Un sospiro strano e non riducibile segna il confine rarefatto di una profonda inquietudine.
L’enigma dei tuoi occhi è una parola che esprime nel mezzo ogni parte di se, come assi che si aprono tra regine di cuori su una scala di poker.
Il vecchio cappello di lana infeltrita scandiva l’istante alla luce di una lampada da mezza candela: lettura stentata di trame confuse tra maglie scarnite sul risvolto interiore.
Sospetta andatura di riferimenti allusivi, dolci canditi sul variopinto discorso che intende, tra esili cose, note persone e infinite distanze.
Profilo metallico di polsi sudati cinti da orologi dal quadrante capovolto fermano il tempo, come il cadere di un numero dispari sulla faccia di un dado.
Prima di partire, hai lasciato sulla foderina di un disco queste parole: “Il vento consumò le sponde, scia rossa di sole, il fremito del gabbiano volò sul mare, scivolò lieve su di lui, ne bevve l’essenza, poi squarciò la nube e il cielo pianse lacrime di pioggia.”
Eri fra le mie braccia come terra avvolta dal cielo, nuvole bianche le nostre parole sopivano il cuore e la luce del giorno mescolava i colori del mare con l’etereo incarnato di promesse infinite.
Questa è la storia: angoli consumati, graffio di una puntina, segni velenosi di inquieta presenza tra simboli ludici di fallico amore.

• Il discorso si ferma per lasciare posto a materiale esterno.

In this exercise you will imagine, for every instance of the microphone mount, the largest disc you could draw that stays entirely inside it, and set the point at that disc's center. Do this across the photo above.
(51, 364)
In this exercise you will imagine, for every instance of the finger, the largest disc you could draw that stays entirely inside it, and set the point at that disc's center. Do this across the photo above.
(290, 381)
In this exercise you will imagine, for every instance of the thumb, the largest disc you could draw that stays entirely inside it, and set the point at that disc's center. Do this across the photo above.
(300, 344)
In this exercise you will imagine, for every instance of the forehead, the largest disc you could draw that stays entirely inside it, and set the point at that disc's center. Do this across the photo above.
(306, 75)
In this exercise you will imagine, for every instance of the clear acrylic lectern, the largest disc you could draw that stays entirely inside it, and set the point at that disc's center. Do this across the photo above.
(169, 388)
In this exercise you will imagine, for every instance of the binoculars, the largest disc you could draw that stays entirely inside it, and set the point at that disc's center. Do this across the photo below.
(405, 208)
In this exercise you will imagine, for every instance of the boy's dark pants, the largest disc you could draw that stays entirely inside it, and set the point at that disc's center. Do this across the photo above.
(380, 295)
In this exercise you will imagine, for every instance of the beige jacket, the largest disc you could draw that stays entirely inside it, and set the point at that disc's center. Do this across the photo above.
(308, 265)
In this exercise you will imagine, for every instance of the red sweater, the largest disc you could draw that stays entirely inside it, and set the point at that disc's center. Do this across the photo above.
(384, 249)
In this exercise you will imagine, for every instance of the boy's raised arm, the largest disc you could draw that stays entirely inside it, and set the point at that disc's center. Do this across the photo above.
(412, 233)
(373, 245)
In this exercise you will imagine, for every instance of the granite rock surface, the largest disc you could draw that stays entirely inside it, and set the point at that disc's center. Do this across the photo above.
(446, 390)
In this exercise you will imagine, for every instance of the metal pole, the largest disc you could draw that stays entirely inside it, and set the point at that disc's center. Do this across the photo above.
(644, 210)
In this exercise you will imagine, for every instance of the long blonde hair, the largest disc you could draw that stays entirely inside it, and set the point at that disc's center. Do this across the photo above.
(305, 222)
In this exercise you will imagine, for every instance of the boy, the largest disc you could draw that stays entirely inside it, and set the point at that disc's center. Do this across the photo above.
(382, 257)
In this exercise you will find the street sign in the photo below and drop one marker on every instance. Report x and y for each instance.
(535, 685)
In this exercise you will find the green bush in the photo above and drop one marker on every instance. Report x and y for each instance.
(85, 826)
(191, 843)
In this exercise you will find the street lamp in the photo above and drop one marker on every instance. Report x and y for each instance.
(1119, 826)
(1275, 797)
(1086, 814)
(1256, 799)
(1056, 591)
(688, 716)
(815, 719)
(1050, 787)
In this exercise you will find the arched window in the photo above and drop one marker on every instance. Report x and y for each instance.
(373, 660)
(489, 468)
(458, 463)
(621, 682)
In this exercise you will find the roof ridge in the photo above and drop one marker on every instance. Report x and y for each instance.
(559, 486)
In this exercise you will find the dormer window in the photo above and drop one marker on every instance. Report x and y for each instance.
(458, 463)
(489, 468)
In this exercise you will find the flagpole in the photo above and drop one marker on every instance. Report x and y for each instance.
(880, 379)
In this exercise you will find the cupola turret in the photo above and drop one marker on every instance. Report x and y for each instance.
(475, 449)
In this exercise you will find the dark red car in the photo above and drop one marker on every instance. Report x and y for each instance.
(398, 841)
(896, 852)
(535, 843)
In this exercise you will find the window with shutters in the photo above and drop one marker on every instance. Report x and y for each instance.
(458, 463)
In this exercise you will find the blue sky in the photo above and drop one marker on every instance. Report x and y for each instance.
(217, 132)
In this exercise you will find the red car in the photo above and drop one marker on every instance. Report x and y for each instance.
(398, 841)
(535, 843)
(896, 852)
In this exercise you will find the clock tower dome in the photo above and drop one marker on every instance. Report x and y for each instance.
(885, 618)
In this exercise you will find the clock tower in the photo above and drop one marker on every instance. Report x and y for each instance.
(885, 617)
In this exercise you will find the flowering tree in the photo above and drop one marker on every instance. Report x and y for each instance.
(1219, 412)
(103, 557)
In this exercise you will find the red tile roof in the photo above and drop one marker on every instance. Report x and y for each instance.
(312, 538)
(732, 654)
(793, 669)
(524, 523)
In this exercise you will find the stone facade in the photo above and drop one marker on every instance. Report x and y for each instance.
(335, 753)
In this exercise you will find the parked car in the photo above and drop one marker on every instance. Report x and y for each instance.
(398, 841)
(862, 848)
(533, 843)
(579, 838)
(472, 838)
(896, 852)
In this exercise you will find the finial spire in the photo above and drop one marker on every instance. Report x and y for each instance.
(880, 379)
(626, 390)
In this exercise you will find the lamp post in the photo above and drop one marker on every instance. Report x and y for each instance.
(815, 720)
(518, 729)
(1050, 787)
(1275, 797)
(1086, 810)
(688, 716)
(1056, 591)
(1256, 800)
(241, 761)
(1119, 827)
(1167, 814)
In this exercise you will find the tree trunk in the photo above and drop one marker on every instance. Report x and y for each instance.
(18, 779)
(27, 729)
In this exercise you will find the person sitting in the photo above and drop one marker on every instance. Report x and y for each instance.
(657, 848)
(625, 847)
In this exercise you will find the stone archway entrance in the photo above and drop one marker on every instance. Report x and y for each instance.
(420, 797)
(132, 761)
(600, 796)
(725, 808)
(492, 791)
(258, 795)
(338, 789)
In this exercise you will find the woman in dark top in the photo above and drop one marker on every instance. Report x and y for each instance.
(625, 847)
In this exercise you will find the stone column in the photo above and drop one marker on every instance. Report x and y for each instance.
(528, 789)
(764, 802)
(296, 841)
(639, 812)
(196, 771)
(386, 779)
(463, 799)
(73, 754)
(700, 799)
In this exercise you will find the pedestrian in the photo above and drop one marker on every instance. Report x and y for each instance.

Torre vetusta centinata di rondini, nelle tue stanze segreti e ricordi. Sentinella del mare mirato dall’alto, legni agareni con vele oscurate ti sorpresero un tempo prima del giorno. Scampato il periglio col favore dell’Assunta, ora sei pallida e muta, il sale marino portato dal vento ha screpolato la tua memoria di tufo sulle pagine sparse di un diario perduto. Per salvarti dall’incuria del tempo e degli enti,
ombre interessate ti hanno concesso per quasi cent’anni di stare al servizio di privati signori che ti tengono stretta, tra porte ferrate, contestate dal mare con proteste di ruggine.
In questa mattina una luce densa si è posata sui citeriori contorni di case appiattite, tra gambe divaricate di pali telefonici che sfilano obliqui su strade in discesa. Un gioco di sguardi, dietro grovigli di sottile stanchezza che vena invisibile il sangue sugli occhi, come pruni rubenti di rami contorti.
Frammenti di cristallo si acuiscono lenti come fitte nel grembo di flussi mensili. Un silenzio canuto su tempie arcuate dove tristezza e dolore, gioia e sorrisi incidono solchi di inversi ritorni.
Ho seguito le tue parole come cose importanti che si rimandano sempre.